The change in approach to attending ceremonies was that the Home Office stopped attending ceremonies because even if a marriage was a sham that is not a lawful impediment to marriage. After all, couples have since the dawn of time been getting married for all sorts of reasons, including material personal gain. Instead the Home Office was, arguably rather sensibly, focussed on making sure that there was no immigration gain from such marriages.
The inspection reveals the concept of a “dial” by Home Office officials when assessing potential sham marriages:
The outcomes from piloting Operation Equal showed that a high proportion of couples complied with the investigation and were determined by interviewers not to be sham relationships. This could point to the need to adjust the sensitivity of the ‘dial’ used to assess whether a marriage looks to be sham, or a need to improve ICE teams’ interviewing skills as sham couples are too well-prepared to be caught out giving answers that do not tally.
The report also proposes that officials introduce formal nationality discrimination and target particular nationalities by seeking Ministerial Authorisations for discrimination under the Equality Act 2010. The Home Office accepts this recommendation. How such formalised discrimination will improve case specific targeting is a mystery.
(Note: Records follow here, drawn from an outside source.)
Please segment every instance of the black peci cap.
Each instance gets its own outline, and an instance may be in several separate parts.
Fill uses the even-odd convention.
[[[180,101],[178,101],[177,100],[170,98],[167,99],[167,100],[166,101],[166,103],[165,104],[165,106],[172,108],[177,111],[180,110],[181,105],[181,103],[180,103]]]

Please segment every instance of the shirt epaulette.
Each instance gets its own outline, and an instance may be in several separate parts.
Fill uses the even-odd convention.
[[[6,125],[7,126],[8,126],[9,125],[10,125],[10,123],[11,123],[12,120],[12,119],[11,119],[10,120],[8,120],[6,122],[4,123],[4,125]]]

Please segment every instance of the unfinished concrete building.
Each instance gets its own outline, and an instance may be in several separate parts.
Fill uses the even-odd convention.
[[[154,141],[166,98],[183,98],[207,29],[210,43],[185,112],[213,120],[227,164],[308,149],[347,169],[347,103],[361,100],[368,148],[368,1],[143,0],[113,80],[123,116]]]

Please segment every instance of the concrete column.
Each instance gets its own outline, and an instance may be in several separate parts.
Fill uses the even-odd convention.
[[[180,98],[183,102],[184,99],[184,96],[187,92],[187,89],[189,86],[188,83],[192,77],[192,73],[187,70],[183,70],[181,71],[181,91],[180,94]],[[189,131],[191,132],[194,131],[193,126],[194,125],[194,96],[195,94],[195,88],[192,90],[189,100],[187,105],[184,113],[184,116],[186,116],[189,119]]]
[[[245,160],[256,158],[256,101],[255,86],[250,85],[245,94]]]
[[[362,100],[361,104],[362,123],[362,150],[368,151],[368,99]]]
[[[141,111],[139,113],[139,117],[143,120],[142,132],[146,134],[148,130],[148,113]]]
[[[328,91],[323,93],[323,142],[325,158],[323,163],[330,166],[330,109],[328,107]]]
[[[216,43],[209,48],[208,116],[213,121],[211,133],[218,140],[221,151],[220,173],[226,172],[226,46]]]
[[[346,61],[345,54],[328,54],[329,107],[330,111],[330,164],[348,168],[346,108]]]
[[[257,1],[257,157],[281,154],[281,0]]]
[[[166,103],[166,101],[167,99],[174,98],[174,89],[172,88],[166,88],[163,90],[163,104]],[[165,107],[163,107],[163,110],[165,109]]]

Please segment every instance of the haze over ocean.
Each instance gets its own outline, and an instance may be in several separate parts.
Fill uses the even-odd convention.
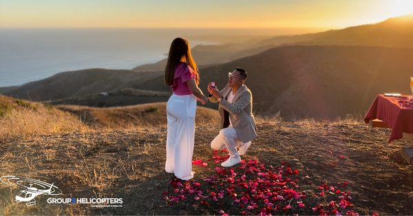
[[[165,57],[172,40],[201,30],[0,29],[0,87],[70,70],[131,69]],[[191,45],[209,44],[193,41]]]

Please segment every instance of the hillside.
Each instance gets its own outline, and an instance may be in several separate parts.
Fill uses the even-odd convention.
[[[138,105],[95,108],[85,106],[57,105],[56,108],[78,116],[94,128],[145,128],[158,127],[167,122],[166,102]],[[195,123],[219,122],[216,110],[198,107]]]
[[[2,94],[34,101],[74,98],[120,90],[160,74],[101,68],[65,72],[24,84]]]
[[[215,80],[222,87],[227,81],[227,72],[241,67],[249,72],[246,84],[253,91],[257,114],[280,111],[286,120],[363,115],[378,94],[410,93],[412,51],[383,47],[278,47],[202,69],[200,87],[206,91],[207,83]],[[160,72],[97,69],[70,72],[28,83],[5,94],[22,98],[30,95],[32,100],[39,100],[54,98],[52,104],[96,107],[165,102],[170,88],[164,84],[163,76]],[[125,88],[164,93],[149,97],[98,94],[105,91],[121,92]],[[216,108],[215,105],[208,106]]]
[[[50,105],[74,105],[96,107],[127,106],[168,100],[171,92],[154,91],[132,88],[85,96],[44,101]]]
[[[375,24],[346,28],[319,33],[277,36],[260,45],[342,45],[413,47],[413,14],[390,18]]]
[[[154,111],[151,106],[158,109]],[[48,204],[48,197],[40,196],[35,206],[28,208],[9,198],[18,193],[17,188],[10,194],[8,186],[0,184],[2,215],[218,215],[221,210],[231,215],[242,212],[257,215],[262,208],[273,215],[315,215],[321,209],[330,213],[333,208],[343,215],[354,212],[410,215],[413,208],[413,166],[404,162],[399,154],[400,147],[409,143],[401,140],[388,144],[388,129],[372,129],[354,120],[288,122],[257,116],[258,138],[242,157],[244,163],[233,169],[233,178],[237,181],[245,178],[248,187],[267,180],[266,175],[275,173],[279,184],[268,187],[266,190],[271,191],[266,193],[274,191],[269,197],[276,194],[283,198],[271,199],[274,208],[265,207],[269,204],[254,198],[259,207],[251,209],[233,199],[253,197],[258,195],[257,192],[244,189],[240,184],[242,182],[231,183],[229,170],[217,168],[226,155],[214,153],[209,146],[219,131],[218,121],[197,122],[193,160],[202,160],[206,166],[194,165],[195,178],[182,182],[180,189],[177,182],[172,181],[173,175],[163,169],[167,128],[165,119],[161,118],[165,118],[165,104],[123,108],[65,107],[75,113],[92,110],[94,119],[123,125],[108,129],[93,124],[94,129],[89,131],[50,131],[2,139],[0,174],[54,182],[63,193],[59,197],[120,197],[123,207]],[[153,122],[152,114],[156,113],[160,124],[128,127],[124,120],[138,122],[133,116],[140,114],[131,110],[134,107],[140,109],[140,114],[151,110],[140,121]],[[209,115],[201,109],[197,118]],[[28,122],[32,120],[31,116],[21,117],[28,118]],[[258,184],[260,190],[265,189],[266,184]],[[184,185],[195,188],[196,193],[186,192]],[[284,185],[284,192],[279,185]],[[174,192],[176,188],[178,193]],[[218,198],[219,202],[213,201],[213,192],[220,194],[220,190],[228,191],[226,189],[231,188],[237,193],[229,189],[231,193],[224,192],[222,198]],[[302,208],[298,207],[297,200],[288,198],[290,193],[296,191],[300,194]],[[200,193],[202,195],[198,197]],[[178,194],[184,200],[171,202],[170,199]],[[286,208],[289,204],[292,208]]]
[[[284,46],[205,68],[200,86],[205,89],[214,80],[222,87],[227,72],[241,67],[249,72],[246,85],[256,113],[279,111],[287,120],[334,119],[363,115],[378,94],[410,94],[412,59],[412,49]],[[165,91],[162,82],[159,76],[134,87]]]
[[[226,63],[237,58],[253,56],[273,47],[272,45],[255,45],[253,43],[226,43],[224,45],[197,45],[192,49],[192,54],[199,67]],[[132,69],[136,72],[163,71],[167,58],[155,63],[139,65]]]
[[[318,33],[278,36],[262,40],[222,45],[200,45],[193,56],[200,65],[227,63],[253,56],[277,46],[360,45],[413,47],[413,15],[391,18],[374,24],[349,27]],[[138,66],[135,71],[163,70],[166,58],[153,64]]]

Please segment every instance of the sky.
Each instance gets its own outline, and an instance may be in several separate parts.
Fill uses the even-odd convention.
[[[413,0],[0,0],[0,28],[337,29],[413,13]]]

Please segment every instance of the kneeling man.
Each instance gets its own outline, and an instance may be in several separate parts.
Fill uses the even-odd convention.
[[[211,142],[211,147],[214,150],[226,148],[229,151],[229,158],[221,164],[224,167],[231,167],[241,162],[240,155],[245,154],[251,140],[257,137],[253,95],[244,84],[247,73],[242,68],[236,68],[228,75],[228,84],[221,91],[211,83],[208,85],[208,91],[211,95],[209,100],[220,104],[222,128],[220,134]]]

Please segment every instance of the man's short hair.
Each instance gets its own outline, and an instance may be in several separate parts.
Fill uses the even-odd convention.
[[[241,67],[237,67],[235,68],[235,70],[240,72],[240,75],[241,75],[241,78],[242,78],[242,79],[244,80],[248,76],[248,73],[245,71],[245,69]]]

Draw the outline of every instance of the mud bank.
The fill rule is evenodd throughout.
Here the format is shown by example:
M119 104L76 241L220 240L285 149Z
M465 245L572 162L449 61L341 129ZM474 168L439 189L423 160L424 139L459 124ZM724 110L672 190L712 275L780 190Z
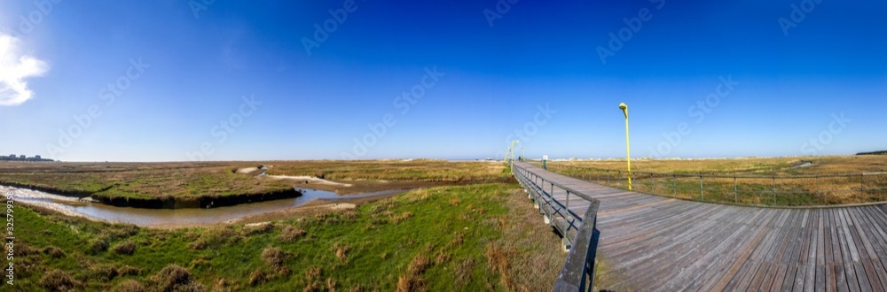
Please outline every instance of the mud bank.
M302 192L294 189L282 189L279 191L262 194L241 194L230 196L201 196L189 197L158 197L158 198L133 198L133 197L108 197L100 195L92 196L92 199L105 204L117 207L133 207L145 209L186 209L201 208L209 209L216 207L233 206L241 204L258 203L279 199L290 199L302 196Z
M7 187L12 187L12 188L28 188L28 189L33 189L33 190L39 190L39 191L42 191L42 192L52 193L52 194L59 195L59 196L71 196L71 197L76 197L76 198L87 197L87 196L91 196L93 194L91 192L87 192L87 191L70 191L70 190L59 189L59 188L51 188L51 187L44 187L44 186L38 186L38 185L32 185L32 184L26 184L26 183L18 183L18 182L15 182L15 181L0 181L0 185L4 185L4 186L7 186ZM107 187L107 188L100 189L98 191L108 190L110 188L111 188L111 187Z

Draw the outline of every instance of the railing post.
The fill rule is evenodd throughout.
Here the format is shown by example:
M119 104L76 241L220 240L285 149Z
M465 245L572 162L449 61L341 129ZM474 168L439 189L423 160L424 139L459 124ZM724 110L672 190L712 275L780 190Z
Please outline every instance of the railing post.
M705 201L705 186L703 185L703 176L699 176L699 192L702 194L703 201Z
M776 174L773 174L773 204L776 204Z
M656 178L653 176L653 173L650 173L650 192L656 193Z
M866 173L860 174L860 197L862 198L866 196Z
M734 201L734 203L737 204L739 203L739 188L738 185L736 184L735 175L733 176L733 200Z
M565 215L564 216L564 223L566 224L566 223L569 222L569 190L567 191L567 203L564 204L564 209L567 209L566 212L564 212L564 215ZM569 231L569 227L567 227L567 231ZM564 233L567 233L567 232L564 232ZM563 234L563 236L564 237L569 237L567 234Z

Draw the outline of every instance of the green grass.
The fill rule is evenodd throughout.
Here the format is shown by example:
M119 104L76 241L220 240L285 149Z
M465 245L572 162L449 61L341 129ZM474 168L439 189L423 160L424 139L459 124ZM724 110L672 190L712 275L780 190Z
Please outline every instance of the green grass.
M146 229L19 205L16 289L38 290L64 274L79 289L153 288L163 280L155 274L175 264L187 269L192 285L208 290L394 290L398 285L504 290L519 280L503 280L508 258L558 249L549 242L520 249L503 243L510 224L506 202L514 199L516 188L491 183L420 189L355 210L276 221L266 227ZM533 221L540 220L533 217ZM131 255L114 251L129 242L135 246ZM54 270L62 274L43 277ZM109 276L114 273L127 274Z

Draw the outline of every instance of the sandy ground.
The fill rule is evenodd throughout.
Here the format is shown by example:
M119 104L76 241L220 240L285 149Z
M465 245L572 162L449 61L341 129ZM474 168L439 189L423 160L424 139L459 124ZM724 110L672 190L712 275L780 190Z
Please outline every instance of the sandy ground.
M64 215L67 215L67 216L87 218L86 216L84 216L82 214L80 214L80 213L75 212L75 211L74 211L72 210L67 209L67 208L65 208L63 206L59 205L58 204L53 204L53 203L45 202L45 201L34 201L33 200L33 199L45 199L45 200L52 200L52 201L67 201L69 204L75 204L75 203L78 203L78 202L82 202L82 201L79 201L77 198L62 196L45 195L45 194L43 194L41 192L35 192L35 191L31 191L31 190L28 190L28 189L24 189L24 188L9 188L9 187L5 187L5 186L0 186L0 193L3 193L4 195L5 195L6 192L9 191L9 190L12 190L13 193L15 194L15 196L12 197L12 200L15 202L16 204L27 204L27 205L29 205L29 206L39 207L39 208L43 209L43 210L52 211L55 211L55 212L58 212L58 213L61 213L61 214L64 214Z
M257 170L259 170L258 167L238 168L237 169L237 173L252 173L252 172L255 172L255 171L257 171Z

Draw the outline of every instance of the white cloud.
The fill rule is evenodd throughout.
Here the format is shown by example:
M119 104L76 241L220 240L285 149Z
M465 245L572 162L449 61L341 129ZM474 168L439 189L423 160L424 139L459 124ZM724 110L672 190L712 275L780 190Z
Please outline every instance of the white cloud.
M49 70L46 62L20 52L18 42L18 38L0 35L0 106L19 105L31 99L34 92L24 80Z

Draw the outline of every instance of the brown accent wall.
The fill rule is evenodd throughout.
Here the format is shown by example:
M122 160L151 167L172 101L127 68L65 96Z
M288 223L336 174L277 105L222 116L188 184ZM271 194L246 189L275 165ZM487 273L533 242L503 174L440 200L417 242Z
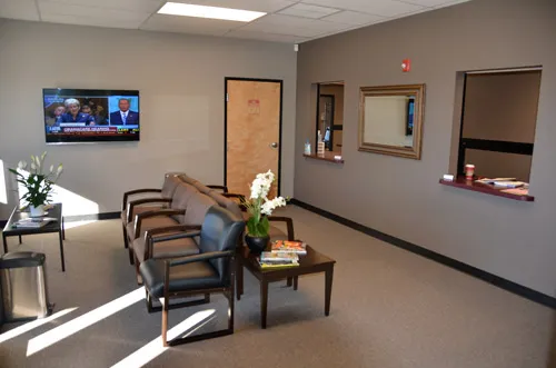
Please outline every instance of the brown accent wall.
M540 71L467 76L464 138L533 143L539 88Z
M556 296L555 19L554 0L473 0L302 43L295 197ZM403 73L406 58L411 71ZM440 186L449 170L457 73L525 66L543 66L530 175L536 201ZM301 157L302 138L315 127L310 84L322 80L346 82L341 167ZM413 83L427 87L421 160L359 152L359 87Z

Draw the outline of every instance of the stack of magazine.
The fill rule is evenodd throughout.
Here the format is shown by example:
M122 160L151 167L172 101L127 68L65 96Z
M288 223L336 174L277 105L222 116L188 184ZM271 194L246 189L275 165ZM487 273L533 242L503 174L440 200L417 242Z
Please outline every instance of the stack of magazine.
M302 241L276 240L270 251L264 251L259 257L262 269L298 267L299 256L307 255L307 248Z
M29 217L13 222L12 227L18 229L38 229L52 221L57 221L57 219L53 217Z

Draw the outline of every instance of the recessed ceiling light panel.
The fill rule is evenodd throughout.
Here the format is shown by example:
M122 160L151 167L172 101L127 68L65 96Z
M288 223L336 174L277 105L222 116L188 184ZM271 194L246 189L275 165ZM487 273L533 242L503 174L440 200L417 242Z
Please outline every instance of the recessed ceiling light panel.
M250 22L257 18L266 16L265 12L260 11L193 6L180 2L167 2L158 11L158 13L170 14L170 16L182 16L182 17L232 20L238 22Z

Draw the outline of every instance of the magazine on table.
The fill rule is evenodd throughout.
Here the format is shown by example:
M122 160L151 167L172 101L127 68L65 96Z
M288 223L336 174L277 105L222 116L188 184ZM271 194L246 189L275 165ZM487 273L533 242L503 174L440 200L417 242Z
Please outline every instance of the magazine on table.
M53 217L29 217L13 222L12 227L38 229L53 221L58 221L58 219Z
M299 261L299 256L291 251L264 251L260 253L260 261L295 263Z
M300 240L275 240L271 246L271 251L289 251L297 255L307 255L307 245Z

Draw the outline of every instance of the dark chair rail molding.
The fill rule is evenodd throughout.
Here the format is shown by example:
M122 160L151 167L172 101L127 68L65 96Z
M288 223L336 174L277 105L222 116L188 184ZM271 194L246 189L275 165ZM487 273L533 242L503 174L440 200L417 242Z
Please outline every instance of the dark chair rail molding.
M70 215L64 216L64 222L76 222L76 221L93 221L93 220L113 220L119 219L121 212L102 212L102 213L90 213L90 215ZM8 220L0 220L0 228L6 226Z
M429 249L426 249L424 247L414 245L409 241L393 237L390 235L380 232L380 231L375 230L373 228L369 228L369 227L366 227L364 225L357 223L355 221L348 220L341 216L328 212L324 209L320 209L318 207L302 202L302 201L297 200L295 198L290 199L290 203L299 206L301 208L305 208L311 212L315 212L317 215L326 217L332 221L336 221L338 223L347 226L354 230L364 232L368 236L371 236L371 237L377 238L379 240L386 241L395 247L403 248L405 250L408 250L408 251L414 252L416 255L423 256L425 258L434 260L434 261L441 263L444 266L448 266L448 267L454 268L458 271L461 271L461 272L465 272L465 273L470 275L473 277L476 277L476 278L478 278L483 281L486 281L488 284L492 284L500 289L507 290L509 292L513 292L515 295L518 295L518 296L524 297L526 299L529 299L532 301L538 302L543 306L556 309L556 298L550 297L546 294L533 290L533 289L527 288L523 285L509 281L505 278L489 273L487 271L484 271L484 270L478 269L476 267L469 266L467 263L460 262L456 259L443 256L440 253L437 253L437 252L431 251Z

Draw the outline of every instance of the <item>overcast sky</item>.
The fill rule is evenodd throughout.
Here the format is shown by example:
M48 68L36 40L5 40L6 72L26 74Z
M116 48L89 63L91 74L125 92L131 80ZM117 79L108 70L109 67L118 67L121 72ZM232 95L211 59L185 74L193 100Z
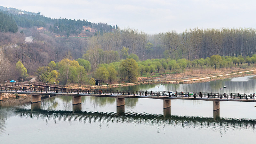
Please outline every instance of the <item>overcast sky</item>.
M185 29L255 28L256 1L8 0L1 5L54 18L88 19L148 34Z

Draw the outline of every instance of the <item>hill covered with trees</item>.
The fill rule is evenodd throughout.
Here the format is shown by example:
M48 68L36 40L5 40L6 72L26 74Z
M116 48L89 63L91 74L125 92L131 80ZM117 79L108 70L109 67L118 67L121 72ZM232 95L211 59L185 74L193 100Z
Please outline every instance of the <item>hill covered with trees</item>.
M0 23L17 28L1 27L0 63L8 68L3 74L6 79L24 80L27 73L40 81L81 86L91 84L92 78L110 83L134 82L140 75L163 74L161 70L177 74L194 68L231 68L256 63L253 28L195 28L149 35L87 20L53 19L40 12L2 7L0 10L4 20ZM28 42L25 37L30 36Z

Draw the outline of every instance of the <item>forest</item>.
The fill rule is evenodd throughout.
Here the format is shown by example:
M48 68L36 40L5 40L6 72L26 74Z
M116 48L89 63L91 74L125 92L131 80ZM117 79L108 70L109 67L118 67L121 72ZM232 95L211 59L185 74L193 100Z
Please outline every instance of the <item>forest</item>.
M1 25L17 29L1 27L1 82L34 76L40 82L80 87L92 85L96 78L110 84L134 82L140 76L184 75L190 69L232 68L256 63L253 28L196 28L149 34L117 25L52 19L40 12L15 14L15 9L4 9L0 8L0 17L6 20ZM82 33L88 36L79 36ZM32 42L25 40L28 36Z

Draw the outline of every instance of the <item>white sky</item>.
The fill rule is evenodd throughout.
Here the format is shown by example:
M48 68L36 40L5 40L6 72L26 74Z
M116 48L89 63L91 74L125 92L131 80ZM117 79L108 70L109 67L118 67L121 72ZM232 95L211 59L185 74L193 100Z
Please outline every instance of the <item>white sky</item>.
M254 28L256 1L9 0L0 5L52 18L117 24L149 34L186 28Z

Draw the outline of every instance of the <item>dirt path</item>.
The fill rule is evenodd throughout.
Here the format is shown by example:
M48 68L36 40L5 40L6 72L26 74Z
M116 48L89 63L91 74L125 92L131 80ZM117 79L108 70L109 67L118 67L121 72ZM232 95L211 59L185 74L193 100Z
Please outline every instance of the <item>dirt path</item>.
M210 79L211 78L212 78L213 77L220 77L220 76L228 76L228 75L236 75L236 74L241 74L242 73L247 73L248 72L250 72L253 71L254 71L256 70L256 69L253 70L248 70L247 71L243 71L242 72L237 72L236 73L233 73L232 74L226 74L225 75L219 75L218 76L208 76L207 77L202 77L201 78L195 78L193 79L187 79L185 80L175 80L175 81L163 81L163 82L151 82L151 83L154 83L154 84L159 84L159 83L174 83L174 82L188 82L188 81L198 81L200 80L202 80L203 79ZM138 84L142 84L141 83L140 83L140 82L137 82L136 83L125 83L125 84L108 84L108 86L109 87L121 87L121 86L131 86L131 85L138 85ZM101 86L101 87L106 87L107 86L106 85L102 85ZM99 87L100 86L93 86L92 87Z

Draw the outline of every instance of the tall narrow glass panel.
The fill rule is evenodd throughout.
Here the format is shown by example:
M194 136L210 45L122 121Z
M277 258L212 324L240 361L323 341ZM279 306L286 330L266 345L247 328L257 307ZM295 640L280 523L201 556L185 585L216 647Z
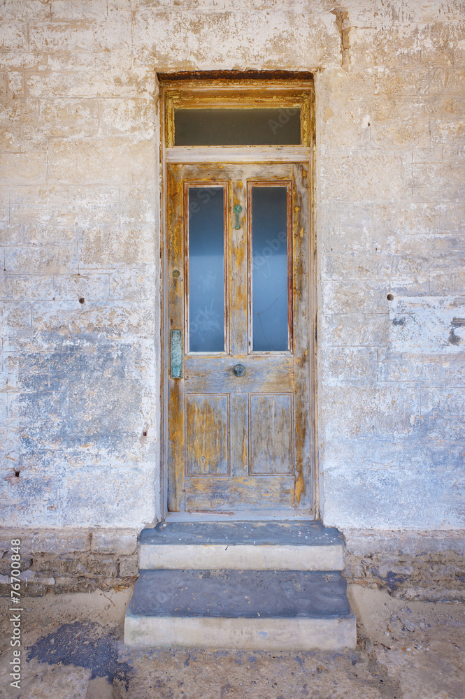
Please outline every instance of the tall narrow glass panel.
M224 190L189 187L189 349L224 350Z
M252 326L255 352L289 348L287 190L252 190Z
The inspectors here show little or no concern for the couples whose genuine marriages were disrupted by incorrect Home Office suspicions. Instead, the inspection team would rather report Home Office concerns that couples who “passed” the questioning were “too good for us” because, over four hours of interviews, officers could not identify “substantial” discrepancies in the couples’ responses.
Is another explanation not that the officers got it wrong and subjected innocent people to delays in getting married, forced them to travel to a distant Home Office office for interview and then subjected them to several hours of intrusive and personal questioning about their relationship?
The Chief Inspector does not dig much below the surface, despite being tasked with evaluating value for money. There undoubedly are some sham marriages conducted for immigration gain. How many, though, is a matter of real doubt. The numbers of supposed sham marriages previously proposed by the Home Office do not seem robust.
The inspection records a total of 93 confirmed sham marriages detected between January and the end of August 2016, which if annualised works out as about 140 per year. In the same January to August period, 132 marriages referred as suspicious were found to be genuine. The “hit” rate on marriages investigated is therefore around 40% assessed as shams.
Rather worryingly, the report entirely fails to consider the possibility that some of these positive assessments might later be proven to be wrong.
Are all these new powers and investigations not just a bit disproportionate given the scale of the problem is so poorly defined and that so few actual sham cases are detected? The Home Office does have plenty of other fish to fry right now, after all.